VIDEO: See Nikki's and Lauren's pranks that send Char over the edge!
Lauren talks a lot sh*t. She's one of those girls that doesn't think about consequences and really doesn't give a f*ck. She wanted to make a name for herself in that house. She was starting to understand that she was nothing to BGC6, so I helped her. You could say "I put her on.” Without her beef with me, the viewers would have been like "Lauren who?" I, on the other hand wanted to show that her silly ways are a joke to me and she's a joke! If it were not for me, Lauren would not have been relevant in any episode. She actually owes me a thank you, but I won't hold my breath for that one.
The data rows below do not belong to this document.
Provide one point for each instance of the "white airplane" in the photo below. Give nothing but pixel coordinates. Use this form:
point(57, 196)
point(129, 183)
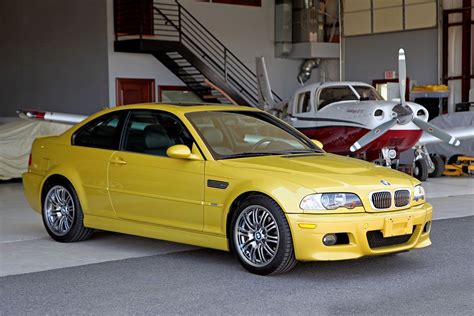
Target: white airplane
point(351, 118)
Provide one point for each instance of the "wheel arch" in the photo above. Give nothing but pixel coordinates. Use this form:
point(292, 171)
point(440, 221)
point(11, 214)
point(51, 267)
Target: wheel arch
point(237, 201)
point(70, 178)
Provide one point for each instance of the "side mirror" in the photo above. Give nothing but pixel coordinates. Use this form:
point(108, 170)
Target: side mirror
point(181, 152)
point(317, 143)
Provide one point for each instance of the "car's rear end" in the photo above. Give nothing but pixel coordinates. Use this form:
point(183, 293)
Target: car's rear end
point(38, 166)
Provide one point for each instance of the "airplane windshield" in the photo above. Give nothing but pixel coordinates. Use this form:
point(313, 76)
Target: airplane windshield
point(368, 93)
point(345, 93)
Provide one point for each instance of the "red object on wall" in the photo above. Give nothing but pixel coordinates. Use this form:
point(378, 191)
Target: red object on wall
point(130, 91)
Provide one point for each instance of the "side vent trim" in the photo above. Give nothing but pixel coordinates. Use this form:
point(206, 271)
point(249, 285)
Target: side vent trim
point(217, 184)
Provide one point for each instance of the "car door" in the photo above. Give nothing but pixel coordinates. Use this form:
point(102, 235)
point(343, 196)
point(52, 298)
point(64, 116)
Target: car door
point(148, 186)
point(92, 146)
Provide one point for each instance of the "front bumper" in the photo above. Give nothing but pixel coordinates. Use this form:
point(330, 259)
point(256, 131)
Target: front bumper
point(308, 241)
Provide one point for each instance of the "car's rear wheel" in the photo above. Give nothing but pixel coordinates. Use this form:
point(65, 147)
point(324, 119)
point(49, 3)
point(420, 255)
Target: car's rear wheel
point(62, 214)
point(261, 237)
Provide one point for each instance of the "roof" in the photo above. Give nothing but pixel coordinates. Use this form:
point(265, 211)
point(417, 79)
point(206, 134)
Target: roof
point(188, 107)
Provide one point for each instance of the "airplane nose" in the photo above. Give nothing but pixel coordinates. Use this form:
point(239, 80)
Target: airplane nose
point(379, 114)
point(422, 114)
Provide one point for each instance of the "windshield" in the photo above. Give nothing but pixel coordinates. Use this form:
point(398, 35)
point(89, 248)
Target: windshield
point(245, 134)
point(345, 93)
point(368, 93)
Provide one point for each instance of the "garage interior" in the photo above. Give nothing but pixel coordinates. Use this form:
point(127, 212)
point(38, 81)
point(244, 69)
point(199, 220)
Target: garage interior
point(79, 57)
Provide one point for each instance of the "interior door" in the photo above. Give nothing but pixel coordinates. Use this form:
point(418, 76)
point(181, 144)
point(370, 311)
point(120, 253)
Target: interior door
point(132, 91)
point(148, 186)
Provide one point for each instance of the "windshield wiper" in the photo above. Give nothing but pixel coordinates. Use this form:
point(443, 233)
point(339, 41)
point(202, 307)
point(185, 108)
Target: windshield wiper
point(301, 151)
point(273, 153)
point(251, 154)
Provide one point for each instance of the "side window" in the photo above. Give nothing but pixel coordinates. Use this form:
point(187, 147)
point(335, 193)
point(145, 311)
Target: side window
point(304, 102)
point(153, 132)
point(103, 132)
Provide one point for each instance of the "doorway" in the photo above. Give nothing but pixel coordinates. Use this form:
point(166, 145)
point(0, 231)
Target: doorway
point(131, 91)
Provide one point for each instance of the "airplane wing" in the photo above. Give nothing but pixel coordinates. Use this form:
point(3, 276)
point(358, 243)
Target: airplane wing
point(460, 133)
point(55, 117)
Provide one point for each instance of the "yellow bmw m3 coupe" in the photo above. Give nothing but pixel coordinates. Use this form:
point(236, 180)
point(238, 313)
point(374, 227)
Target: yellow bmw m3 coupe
point(225, 177)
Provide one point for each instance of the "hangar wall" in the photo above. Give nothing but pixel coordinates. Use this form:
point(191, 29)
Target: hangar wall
point(368, 56)
point(247, 31)
point(53, 59)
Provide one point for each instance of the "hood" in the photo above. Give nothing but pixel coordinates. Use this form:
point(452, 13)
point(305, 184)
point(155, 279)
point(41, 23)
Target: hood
point(326, 172)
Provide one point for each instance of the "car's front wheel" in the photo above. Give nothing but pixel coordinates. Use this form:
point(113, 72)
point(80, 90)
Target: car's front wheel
point(62, 214)
point(261, 237)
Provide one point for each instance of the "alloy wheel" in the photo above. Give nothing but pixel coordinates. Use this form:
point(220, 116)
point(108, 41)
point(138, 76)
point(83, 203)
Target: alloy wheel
point(59, 210)
point(257, 235)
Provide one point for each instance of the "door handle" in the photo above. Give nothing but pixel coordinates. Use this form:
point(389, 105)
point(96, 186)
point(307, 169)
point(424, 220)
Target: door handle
point(118, 161)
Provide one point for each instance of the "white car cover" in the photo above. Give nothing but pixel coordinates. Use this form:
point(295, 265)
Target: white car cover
point(15, 144)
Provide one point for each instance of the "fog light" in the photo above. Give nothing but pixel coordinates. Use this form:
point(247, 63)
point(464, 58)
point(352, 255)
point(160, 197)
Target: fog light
point(329, 239)
point(427, 228)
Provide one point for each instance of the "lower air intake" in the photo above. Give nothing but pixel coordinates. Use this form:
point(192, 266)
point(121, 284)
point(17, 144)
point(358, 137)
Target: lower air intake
point(376, 239)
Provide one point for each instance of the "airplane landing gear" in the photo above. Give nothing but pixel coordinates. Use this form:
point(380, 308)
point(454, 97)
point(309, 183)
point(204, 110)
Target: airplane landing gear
point(422, 164)
point(388, 157)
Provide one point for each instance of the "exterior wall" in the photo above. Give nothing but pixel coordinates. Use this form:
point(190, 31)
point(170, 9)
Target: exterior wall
point(247, 31)
point(368, 56)
point(53, 56)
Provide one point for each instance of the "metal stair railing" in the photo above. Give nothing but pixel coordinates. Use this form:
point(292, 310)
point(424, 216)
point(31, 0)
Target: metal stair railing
point(173, 22)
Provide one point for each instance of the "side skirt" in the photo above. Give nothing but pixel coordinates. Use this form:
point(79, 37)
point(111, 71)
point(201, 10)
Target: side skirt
point(157, 232)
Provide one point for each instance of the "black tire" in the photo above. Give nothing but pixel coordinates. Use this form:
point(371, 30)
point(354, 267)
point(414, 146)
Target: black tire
point(420, 170)
point(439, 166)
point(283, 258)
point(454, 160)
point(76, 231)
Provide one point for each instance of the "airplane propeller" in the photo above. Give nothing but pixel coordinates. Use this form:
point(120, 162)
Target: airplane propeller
point(403, 114)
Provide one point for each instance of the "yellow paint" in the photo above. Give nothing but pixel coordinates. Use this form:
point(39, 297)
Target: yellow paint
point(307, 226)
point(168, 198)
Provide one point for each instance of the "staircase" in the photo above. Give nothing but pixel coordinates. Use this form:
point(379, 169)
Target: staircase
point(186, 47)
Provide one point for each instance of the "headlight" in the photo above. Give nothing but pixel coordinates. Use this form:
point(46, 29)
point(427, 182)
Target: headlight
point(418, 193)
point(330, 201)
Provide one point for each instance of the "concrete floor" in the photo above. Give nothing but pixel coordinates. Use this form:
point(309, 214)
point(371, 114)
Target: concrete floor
point(114, 273)
point(25, 246)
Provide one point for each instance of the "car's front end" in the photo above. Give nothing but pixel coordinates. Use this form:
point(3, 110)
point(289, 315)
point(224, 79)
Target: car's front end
point(341, 208)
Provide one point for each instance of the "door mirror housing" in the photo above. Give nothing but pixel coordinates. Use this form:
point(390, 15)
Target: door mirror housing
point(317, 143)
point(181, 152)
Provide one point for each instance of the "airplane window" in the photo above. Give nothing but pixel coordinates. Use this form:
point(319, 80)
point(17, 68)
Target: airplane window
point(153, 132)
point(368, 93)
point(304, 104)
point(103, 132)
point(335, 94)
We all did and said what we wanted to do in the house and that's that.
It's hard living in the Bad Girls house and at that point Lauren had taunted me all night, even at times when I walked away and tried to end it. I knew I wasn't leaving for fighting and that was my biggest challenge, not hitting. She took me to a place I didn't want to go; it was needed for my survival in the house though. I hate it when people get drunk and fight. It’s ugly and the next day you feel like sh*t because you know it’s not proper. Trust me I've been there before. I take full responsibility for provoking my roommate to hit me back. I had to actually see the episode to understand where I was at fault....hahahaha! See? I'm growing and learning…lol! I think that had to happen in order for me to really work on my temper, attitude and behavior outside of BGC6 #realtalk. It could have been worse, had it really went down. I strive to be different and I think it shows all Bad Girls that they don't have to murder each other to be the top dog. I'd have probably gone home for touching her first. I'm glad I didn't. I want to be a great mom and wife one day and I knew being in the BGC would help me break that cycle of being physical with someone to get my point across. I don't fight fair. I wasn't taught that way. I was taught to pick things up and knock a b*tch out. Strangely, it did bring me back to my frustrating childhood memories, but I dealt with it in the house and I feel like I'm ok with my past now. My parents did the best that they could raising me. They were teenagers when they had me and they grew up with me. I love them very much!
I’ve heard a lot about “Char and her minions.” I think the viewers see what they want to see. I enjoyed being around the girls the same way they did me. I'm not going to keep defending how I felt about everyone. If they didn't realize it in living with me then the friendships were never worth it to begin with. I'm not perfect and no one is. I think it is easy to attack me and hate me because I can handle it. I am very strong. My family and friends mean the world to me and they know I've always been a natural leader. People enjoy being around me. Some people are waiting for an apology. Well, keep waiting. I'm not going to apologize for who I am and give excuses as to why people like to be around me…they just do!